You can quite clearly see that the intensity of the drill will have a direct effect on how the session goes. If you overdo it and completely exhaust your hips at the start of your session you won’t be shifting a lot of weight. If you use it as a short warm up and cool down then you’ll have a nice combo of strength and mobility and hopefully feel more “switched on.”

The most common things I am asked when I give someone a drill are what rep schemes they should use and when to do things. As you may have guessed, my answer is that it depends.

Some things to ask yourself are:

  • Do you feel like you’ve made a difference?
  • Do you feel stronger for it?
  • Did your warm up affect your main session?
  • How tired are you in general? Should you focus on only mobility today?

Injury Paranoia: The Endless Warm Up

Have we become injury paranoid? Yes, actually, I believe we have.

What’s the first thing you do when you get hurt? Research. Oh dear, what a bad idea that can be. When you start to look into how much you can get hurt and see the crazy injuries out there in every sport, you start to notice just how easy it is to pick up an injury. People then tend to forget to look up how crazy strong you can get post injury.

When your warm ups start looking like they wouldn’t be out of place in a bondage evening, you need to re-evaluate your thought process. You can’t mobilize everything, there are no perfect warm ups, and the biggest factor here, I’ll give you the technical term, is shit happens.

When people were riding into battle centuries ago, I’m sure the thought process wasn’t “Ooooh, I hope we win and that I don’t hurt my knees.” Why should training be any different? Your body language is a direct mirror of your thought process. If you think strong you’ll be strong, if you’re mobilizing your quadratus lumborum for twenty minutes before Olympic weightlifting so you don’t hurt your back, you’re in the wrong frame of mind (and you’re in the wrong training session).

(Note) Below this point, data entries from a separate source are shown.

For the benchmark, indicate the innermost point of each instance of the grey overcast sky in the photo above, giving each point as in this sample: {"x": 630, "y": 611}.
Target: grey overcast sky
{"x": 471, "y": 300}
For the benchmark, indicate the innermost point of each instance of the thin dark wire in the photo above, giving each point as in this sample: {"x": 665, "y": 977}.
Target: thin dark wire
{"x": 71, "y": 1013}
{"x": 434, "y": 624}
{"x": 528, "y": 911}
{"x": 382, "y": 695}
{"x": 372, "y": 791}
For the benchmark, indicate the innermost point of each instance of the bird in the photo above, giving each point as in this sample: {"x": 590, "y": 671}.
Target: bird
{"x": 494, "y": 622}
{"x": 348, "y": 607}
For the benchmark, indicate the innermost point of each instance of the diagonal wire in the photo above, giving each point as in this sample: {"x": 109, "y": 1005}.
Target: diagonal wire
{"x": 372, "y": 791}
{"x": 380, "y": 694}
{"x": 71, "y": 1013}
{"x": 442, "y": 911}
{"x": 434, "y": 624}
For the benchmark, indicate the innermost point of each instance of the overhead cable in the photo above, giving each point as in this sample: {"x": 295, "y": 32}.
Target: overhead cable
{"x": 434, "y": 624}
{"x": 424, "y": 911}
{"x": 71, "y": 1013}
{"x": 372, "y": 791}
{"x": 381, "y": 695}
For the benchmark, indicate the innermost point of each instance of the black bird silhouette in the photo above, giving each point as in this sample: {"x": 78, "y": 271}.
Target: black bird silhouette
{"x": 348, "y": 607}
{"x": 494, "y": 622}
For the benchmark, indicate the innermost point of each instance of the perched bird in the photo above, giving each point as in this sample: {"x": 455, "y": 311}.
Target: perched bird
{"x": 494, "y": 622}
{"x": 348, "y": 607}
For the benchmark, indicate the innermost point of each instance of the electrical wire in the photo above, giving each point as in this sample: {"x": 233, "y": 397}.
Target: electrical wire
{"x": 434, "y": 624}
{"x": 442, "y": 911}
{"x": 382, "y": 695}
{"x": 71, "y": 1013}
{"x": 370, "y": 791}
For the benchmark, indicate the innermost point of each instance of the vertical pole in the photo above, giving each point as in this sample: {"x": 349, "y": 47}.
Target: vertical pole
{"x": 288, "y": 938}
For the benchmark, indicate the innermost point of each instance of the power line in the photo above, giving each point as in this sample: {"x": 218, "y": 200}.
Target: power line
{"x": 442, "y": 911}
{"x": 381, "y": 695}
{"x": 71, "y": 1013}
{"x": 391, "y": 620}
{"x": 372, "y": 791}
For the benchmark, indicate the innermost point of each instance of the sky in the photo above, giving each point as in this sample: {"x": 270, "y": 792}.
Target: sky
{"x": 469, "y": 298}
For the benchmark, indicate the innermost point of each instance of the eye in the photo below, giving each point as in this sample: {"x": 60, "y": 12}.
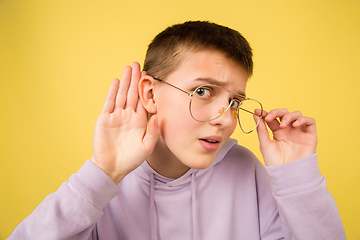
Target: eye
{"x": 235, "y": 104}
{"x": 204, "y": 92}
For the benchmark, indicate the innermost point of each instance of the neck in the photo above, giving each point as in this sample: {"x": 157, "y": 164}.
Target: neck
{"x": 164, "y": 162}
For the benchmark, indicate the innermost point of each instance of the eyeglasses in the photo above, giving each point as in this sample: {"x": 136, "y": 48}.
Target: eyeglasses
{"x": 209, "y": 102}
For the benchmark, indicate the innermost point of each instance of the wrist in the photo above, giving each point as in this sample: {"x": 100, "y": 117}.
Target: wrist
{"x": 116, "y": 176}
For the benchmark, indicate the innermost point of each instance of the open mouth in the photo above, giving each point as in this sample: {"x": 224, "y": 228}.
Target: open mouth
{"x": 210, "y": 144}
{"x": 210, "y": 140}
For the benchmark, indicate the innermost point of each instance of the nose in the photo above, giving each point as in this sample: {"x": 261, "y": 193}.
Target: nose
{"x": 227, "y": 119}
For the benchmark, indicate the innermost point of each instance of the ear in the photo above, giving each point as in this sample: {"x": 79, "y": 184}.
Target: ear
{"x": 146, "y": 93}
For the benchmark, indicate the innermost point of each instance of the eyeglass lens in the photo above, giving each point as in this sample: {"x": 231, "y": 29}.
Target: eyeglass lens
{"x": 209, "y": 102}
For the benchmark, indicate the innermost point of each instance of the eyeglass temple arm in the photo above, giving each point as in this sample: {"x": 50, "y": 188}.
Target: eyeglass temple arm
{"x": 158, "y": 79}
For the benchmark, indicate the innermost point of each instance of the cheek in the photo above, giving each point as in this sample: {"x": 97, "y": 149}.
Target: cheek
{"x": 174, "y": 116}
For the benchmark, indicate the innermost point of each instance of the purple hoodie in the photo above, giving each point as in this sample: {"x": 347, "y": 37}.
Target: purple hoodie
{"x": 235, "y": 198}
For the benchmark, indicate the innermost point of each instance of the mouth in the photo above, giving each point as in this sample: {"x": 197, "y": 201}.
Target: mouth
{"x": 210, "y": 144}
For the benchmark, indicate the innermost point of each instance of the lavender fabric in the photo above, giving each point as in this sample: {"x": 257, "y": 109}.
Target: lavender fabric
{"x": 235, "y": 198}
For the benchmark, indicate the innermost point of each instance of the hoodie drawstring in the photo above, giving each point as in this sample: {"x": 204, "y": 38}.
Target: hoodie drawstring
{"x": 152, "y": 208}
{"x": 194, "y": 208}
{"x": 193, "y": 205}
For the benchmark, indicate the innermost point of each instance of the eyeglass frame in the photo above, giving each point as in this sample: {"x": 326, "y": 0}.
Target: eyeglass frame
{"x": 191, "y": 95}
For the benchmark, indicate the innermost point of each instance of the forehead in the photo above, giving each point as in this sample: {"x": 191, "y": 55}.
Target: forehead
{"x": 209, "y": 66}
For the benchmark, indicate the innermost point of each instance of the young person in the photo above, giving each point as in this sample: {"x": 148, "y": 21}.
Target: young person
{"x": 179, "y": 175}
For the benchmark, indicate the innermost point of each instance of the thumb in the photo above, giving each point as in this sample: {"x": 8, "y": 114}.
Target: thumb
{"x": 262, "y": 131}
{"x": 152, "y": 135}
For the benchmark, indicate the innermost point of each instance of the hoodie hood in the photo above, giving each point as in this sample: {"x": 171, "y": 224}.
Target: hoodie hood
{"x": 158, "y": 182}
{"x": 145, "y": 171}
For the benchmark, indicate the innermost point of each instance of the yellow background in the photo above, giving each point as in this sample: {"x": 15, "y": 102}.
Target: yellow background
{"x": 58, "y": 59}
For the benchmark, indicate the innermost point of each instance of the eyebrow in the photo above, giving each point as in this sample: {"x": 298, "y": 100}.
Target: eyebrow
{"x": 220, "y": 84}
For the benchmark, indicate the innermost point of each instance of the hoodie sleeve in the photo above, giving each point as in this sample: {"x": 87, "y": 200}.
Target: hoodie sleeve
{"x": 306, "y": 208}
{"x": 73, "y": 210}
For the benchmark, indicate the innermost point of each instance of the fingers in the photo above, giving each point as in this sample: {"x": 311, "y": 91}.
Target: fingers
{"x": 282, "y": 118}
{"x": 127, "y": 95}
{"x": 262, "y": 131}
{"x": 152, "y": 135}
{"x": 110, "y": 98}
{"x": 133, "y": 93}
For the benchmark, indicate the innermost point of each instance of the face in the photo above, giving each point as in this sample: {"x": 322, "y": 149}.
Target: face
{"x": 195, "y": 143}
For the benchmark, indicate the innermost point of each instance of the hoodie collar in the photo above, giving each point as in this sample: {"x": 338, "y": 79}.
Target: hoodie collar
{"x": 145, "y": 170}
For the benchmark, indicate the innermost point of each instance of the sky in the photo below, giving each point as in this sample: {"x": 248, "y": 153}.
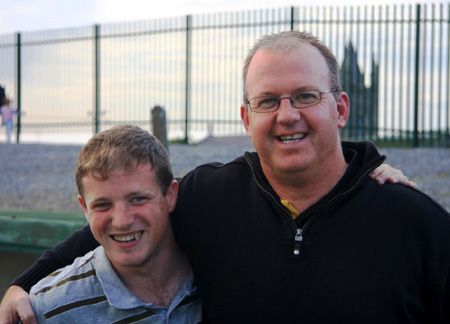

If you honestly say to yourself that you’ve done your homework and you know your body has the capabilities to complete whatever a session will throw at you, you’ve done enough and should just enjoy the training. Don’t skip whatever drills or exercises work for you, but do try to avoid the defensive route. In my experience, the people that are the most paranoid are the ones that get hurt the most because their fear causes them to make silly mistakes when they wouldn’t have otherwise.

When an injury does happen, as long as you rehab it correctly and take care of any compensation that may have happened, there is no reason you wouldn’t be stronger than before and have more awareness and appreciation. Living in fear of a second injury is no different than imagining your favorite celebrity busting through your bedroom door and having their wicked way with you. It would be nice, but you can’t obsess and live in hope that it might happen one day. You have to get on with your life regardless.

Mobility Goals

Is there an end goal? Honestly, it depends.

It’s scary that I see some people become so wrapped up in doing mobility and making their joints work better that it’s all they do, no other practice, that’s it. You have to ask what the motivation factor is there, and how sustainable it is. I think I am quite lucky/unlucky to realize we won’t be doing what we’re doing now forever. Your training will change as you get older, and eventually, you will become one of those people who say “I used to do that.”

If you have decided you want your body to have a freedom of physicality then that is absolutely awesome, but I can imagine you will regret not doing other things alongside that. I try to sneak mobility work into people sideways, bribing them with advanced skills if they work on it, which is a better way to motivate yourself. Stretching your wrists so you can do muscle ups is far more appealing than stretching your wrists just in case your elbows hurt, possibly, one day, five years in the future.

You need to ask yourself: what do you want your body to do for you? How best can you support it in your endeavors? Without an end goal, you can end up just drifting. Are you really making any progress? Or just wasting time?